Page 195 of Severed Heir

It hadn’t been chance. It wasn’t instinct. No—it was the damn invisibility quell. He’d been beside me the entire time.

Caius tilted his head toward the sky, a shaky breath leaving him as his eyes lost focus. “Stop fussing.” His lips twitched in a faint, almost-smile. “I always wanted a sister.”

“We could start over,” I said. “You and me.”

“No.” His voice cracked. “Too late.”

I pressed my hands over the wound. There was too much blood. “It’s just an arrow. You’ll be fine. You have to be fine.”

“No.”

“Caius—it’s never too late.”

“For me it is.” His breath shuddered. “Forget the mess that is our bloodline. None of it matters.”

“It doesn’t,” I choked. “May this be the moment it stops mattering.”

“Then let me be the brother who never betrayed you,” he whispered. “The one you deserved.”

“You are my brother, Caius. You are. We have the rest of our lives to make up for it.”

His voice was barely a breath now. “I would’ve been a damn good one. Yeah… I know it.”

“Archer!” I sobbed. “Help him—please! Stop the bleeding!”

“Severyn.”

“Please! He’s dying!”

“He’s gone.”

I shook my head. “No. He can’t be. He—he—” The words refused to come.

I shook Caius’s body, but he didn’t blink. He didn’t move. And the mourning cry of griffins sounded across the peaks from the scream that tore from my lungs.
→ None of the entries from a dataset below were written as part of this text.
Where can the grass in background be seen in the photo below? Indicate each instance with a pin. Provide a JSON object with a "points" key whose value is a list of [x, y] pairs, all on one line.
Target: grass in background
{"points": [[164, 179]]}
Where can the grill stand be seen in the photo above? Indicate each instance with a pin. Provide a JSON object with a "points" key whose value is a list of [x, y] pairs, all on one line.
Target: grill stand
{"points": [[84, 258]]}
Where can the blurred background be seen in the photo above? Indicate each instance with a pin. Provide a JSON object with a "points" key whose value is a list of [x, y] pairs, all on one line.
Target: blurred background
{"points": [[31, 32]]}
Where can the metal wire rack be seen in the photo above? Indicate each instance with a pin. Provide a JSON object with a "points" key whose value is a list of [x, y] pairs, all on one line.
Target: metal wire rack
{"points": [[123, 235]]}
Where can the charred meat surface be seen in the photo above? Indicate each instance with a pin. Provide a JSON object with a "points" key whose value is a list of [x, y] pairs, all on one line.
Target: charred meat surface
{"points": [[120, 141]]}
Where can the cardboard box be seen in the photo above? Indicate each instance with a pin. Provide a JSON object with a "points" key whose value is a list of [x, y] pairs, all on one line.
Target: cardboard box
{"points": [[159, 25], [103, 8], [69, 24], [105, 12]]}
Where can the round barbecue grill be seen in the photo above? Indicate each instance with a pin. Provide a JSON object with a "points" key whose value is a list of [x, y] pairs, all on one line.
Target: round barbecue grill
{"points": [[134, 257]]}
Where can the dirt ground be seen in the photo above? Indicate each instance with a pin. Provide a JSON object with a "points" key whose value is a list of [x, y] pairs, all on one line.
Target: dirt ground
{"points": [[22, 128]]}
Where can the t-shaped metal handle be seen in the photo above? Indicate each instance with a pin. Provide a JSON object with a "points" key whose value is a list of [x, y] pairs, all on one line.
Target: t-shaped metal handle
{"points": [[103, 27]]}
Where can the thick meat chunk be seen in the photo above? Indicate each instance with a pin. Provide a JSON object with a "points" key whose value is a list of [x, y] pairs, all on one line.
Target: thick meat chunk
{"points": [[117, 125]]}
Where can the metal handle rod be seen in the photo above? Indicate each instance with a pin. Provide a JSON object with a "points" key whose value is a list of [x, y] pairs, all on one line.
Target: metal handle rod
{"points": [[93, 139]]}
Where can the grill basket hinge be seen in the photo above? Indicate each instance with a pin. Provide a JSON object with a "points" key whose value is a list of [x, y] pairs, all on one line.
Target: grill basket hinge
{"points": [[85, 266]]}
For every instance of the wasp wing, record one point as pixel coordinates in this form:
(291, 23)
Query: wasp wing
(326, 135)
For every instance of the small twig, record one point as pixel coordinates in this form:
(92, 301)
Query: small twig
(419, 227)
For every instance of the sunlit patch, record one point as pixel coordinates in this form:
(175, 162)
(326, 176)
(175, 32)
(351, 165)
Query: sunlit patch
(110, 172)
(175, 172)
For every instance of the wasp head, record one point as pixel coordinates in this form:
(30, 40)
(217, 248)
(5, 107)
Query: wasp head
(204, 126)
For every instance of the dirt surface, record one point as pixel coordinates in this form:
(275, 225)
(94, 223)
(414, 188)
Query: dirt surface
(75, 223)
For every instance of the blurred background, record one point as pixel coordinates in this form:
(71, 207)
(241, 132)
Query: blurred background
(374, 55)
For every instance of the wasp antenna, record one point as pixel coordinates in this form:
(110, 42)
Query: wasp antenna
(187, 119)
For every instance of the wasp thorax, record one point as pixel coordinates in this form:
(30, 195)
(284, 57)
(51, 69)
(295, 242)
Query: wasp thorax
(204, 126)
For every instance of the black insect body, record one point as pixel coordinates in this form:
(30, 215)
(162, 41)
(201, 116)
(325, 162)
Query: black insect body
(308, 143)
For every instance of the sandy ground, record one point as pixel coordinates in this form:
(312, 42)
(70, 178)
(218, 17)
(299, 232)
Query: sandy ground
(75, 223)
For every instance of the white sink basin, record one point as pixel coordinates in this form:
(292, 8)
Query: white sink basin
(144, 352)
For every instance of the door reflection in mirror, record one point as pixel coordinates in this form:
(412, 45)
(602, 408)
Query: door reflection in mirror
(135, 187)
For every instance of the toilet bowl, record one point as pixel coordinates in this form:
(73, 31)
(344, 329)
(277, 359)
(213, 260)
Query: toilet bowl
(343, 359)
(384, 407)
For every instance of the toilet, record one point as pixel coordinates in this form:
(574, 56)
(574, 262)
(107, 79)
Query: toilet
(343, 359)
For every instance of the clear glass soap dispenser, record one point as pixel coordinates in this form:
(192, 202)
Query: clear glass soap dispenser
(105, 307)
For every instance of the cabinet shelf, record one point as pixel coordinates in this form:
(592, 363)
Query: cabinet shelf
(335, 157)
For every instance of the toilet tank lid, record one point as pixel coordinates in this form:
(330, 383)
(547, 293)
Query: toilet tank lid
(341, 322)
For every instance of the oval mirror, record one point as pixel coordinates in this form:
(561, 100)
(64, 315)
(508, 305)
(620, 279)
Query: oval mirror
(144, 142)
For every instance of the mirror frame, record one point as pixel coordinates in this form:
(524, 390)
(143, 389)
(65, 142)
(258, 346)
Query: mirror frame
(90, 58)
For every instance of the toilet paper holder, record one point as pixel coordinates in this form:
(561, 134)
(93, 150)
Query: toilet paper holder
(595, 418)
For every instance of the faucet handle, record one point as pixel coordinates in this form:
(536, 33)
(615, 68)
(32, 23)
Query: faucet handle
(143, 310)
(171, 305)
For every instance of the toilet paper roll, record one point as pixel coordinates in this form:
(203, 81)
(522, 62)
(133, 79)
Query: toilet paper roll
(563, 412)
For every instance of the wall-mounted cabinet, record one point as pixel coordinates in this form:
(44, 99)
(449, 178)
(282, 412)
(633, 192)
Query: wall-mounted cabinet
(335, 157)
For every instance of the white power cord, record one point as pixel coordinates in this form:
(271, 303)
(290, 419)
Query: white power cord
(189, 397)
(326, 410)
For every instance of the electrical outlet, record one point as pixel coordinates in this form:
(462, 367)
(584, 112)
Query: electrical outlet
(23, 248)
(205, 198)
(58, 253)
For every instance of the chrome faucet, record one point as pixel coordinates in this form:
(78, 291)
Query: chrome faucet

Archer pulled me off his body. “Archer, he can’t just die like that. Tell me he’ll wake up.”

“Severyn, nothing I say will bring him back. He’s gone, and I know it hurts because you never got the chance to know him.”
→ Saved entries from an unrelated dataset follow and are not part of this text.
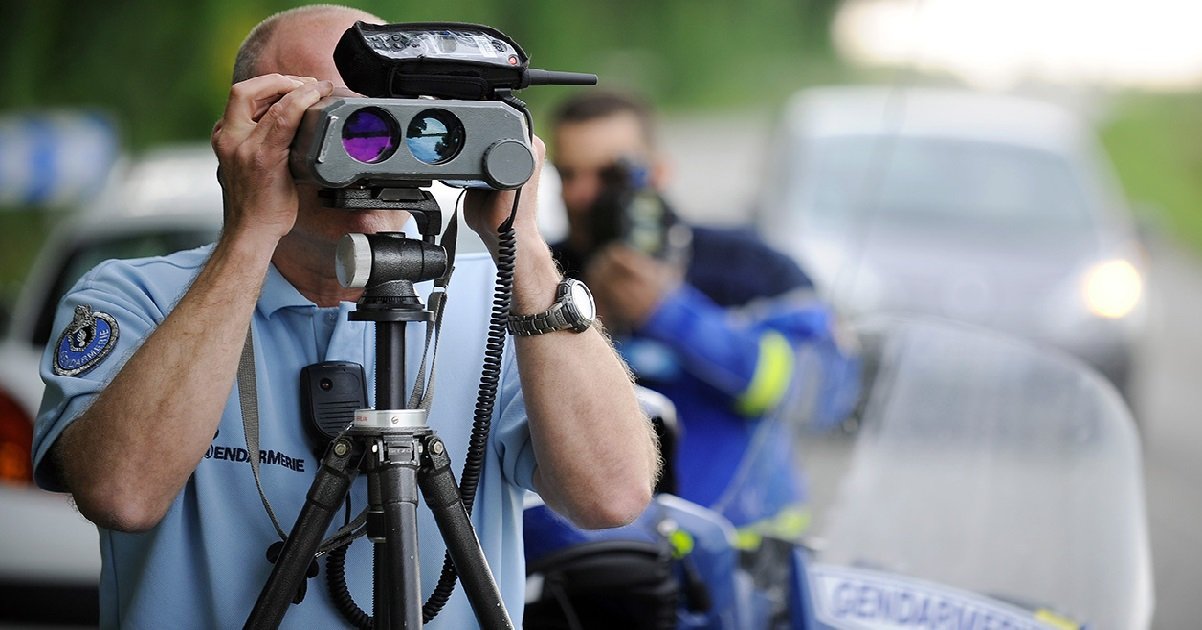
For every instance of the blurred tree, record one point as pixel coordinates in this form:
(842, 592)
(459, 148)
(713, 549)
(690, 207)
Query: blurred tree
(162, 67)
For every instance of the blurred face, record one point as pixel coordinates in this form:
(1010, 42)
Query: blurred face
(582, 152)
(304, 47)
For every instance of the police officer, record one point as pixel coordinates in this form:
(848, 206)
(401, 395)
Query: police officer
(141, 420)
(713, 319)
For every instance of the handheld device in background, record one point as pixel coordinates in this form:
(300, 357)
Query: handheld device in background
(331, 392)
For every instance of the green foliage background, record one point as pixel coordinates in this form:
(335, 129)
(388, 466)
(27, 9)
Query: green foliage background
(162, 70)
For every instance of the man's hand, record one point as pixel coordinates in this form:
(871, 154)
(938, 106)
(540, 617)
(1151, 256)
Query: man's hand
(629, 285)
(251, 143)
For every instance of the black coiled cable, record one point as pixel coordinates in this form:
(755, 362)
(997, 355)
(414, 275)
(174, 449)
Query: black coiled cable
(489, 379)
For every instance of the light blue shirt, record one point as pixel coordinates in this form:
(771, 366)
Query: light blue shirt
(203, 565)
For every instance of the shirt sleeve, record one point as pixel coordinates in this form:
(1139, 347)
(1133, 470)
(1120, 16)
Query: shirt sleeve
(745, 354)
(111, 295)
(512, 431)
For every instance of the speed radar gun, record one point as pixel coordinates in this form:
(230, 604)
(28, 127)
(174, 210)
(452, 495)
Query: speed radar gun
(439, 106)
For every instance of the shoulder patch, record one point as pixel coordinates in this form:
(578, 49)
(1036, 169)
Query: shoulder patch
(87, 340)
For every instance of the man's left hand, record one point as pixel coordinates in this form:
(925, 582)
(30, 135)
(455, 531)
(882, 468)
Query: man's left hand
(629, 285)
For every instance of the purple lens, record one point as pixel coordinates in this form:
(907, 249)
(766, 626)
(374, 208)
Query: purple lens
(370, 135)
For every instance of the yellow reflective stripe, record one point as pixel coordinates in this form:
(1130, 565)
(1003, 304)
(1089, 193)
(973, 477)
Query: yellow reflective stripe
(769, 384)
(1055, 620)
(682, 542)
(787, 524)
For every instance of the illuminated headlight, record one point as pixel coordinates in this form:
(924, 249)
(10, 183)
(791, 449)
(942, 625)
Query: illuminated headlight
(1112, 289)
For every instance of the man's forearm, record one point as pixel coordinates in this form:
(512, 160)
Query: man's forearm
(128, 456)
(595, 450)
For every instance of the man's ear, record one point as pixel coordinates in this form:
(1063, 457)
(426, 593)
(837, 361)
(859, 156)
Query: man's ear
(661, 172)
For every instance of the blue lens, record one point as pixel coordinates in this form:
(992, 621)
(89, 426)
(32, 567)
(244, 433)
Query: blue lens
(435, 136)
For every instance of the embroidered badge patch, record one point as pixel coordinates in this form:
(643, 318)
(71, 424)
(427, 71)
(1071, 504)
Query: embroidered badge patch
(88, 339)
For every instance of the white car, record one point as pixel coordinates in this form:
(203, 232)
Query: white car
(49, 554)
(983, 208)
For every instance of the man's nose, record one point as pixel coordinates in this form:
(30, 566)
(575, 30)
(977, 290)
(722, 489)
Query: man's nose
(582, 190)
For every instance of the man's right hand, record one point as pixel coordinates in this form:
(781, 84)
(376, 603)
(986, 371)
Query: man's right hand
(251, 142)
I collapsed in his arms, the weight of it all dragging me down.

Then, from across the battlefield, a familiar voice rose above the silence. “My dear daughter,” she said softly. “How much grief I never meant for you to carry.”

My mother stood there. Her dark hair was slicked back, tangled by the wind, just as I remembered. The same striking features, all sharp angles and impossible beauty. Her black eyes locked on mine. Perhaps she had never seen me this broken. Or perhaps she had, and turned away the first time, too.

Archer’s arms fell away. I dropped to my knees beside Caius, tore the arrow from his chest with a strangled sob, and rose—hands slick with blood, the shaft clenched in my grip as I turned and leveled it at her throat.

“Why?” I demanded.

She flinched. “You’re fighting with the very people who would bury you. Think about that.”

And just like that, the battlefield stilled. Death had stepped into the war.

“Who is my father?” I hissed. I wanted to hear it from her. Hear her say his damn name

“I loved the man who raised you more than you’ll ever understand,” she whispered. Her gaze drifted somewhere far away, regret threading through every word. “One day, I chose his life over mine. I thought I was saving him. You have no idea what I gave up, what it cost me. Knox, Klaus... and you. You are my only children.”

Klaus. The sound of his name hit like a blade. I flinched. “What about Charles? Cully?”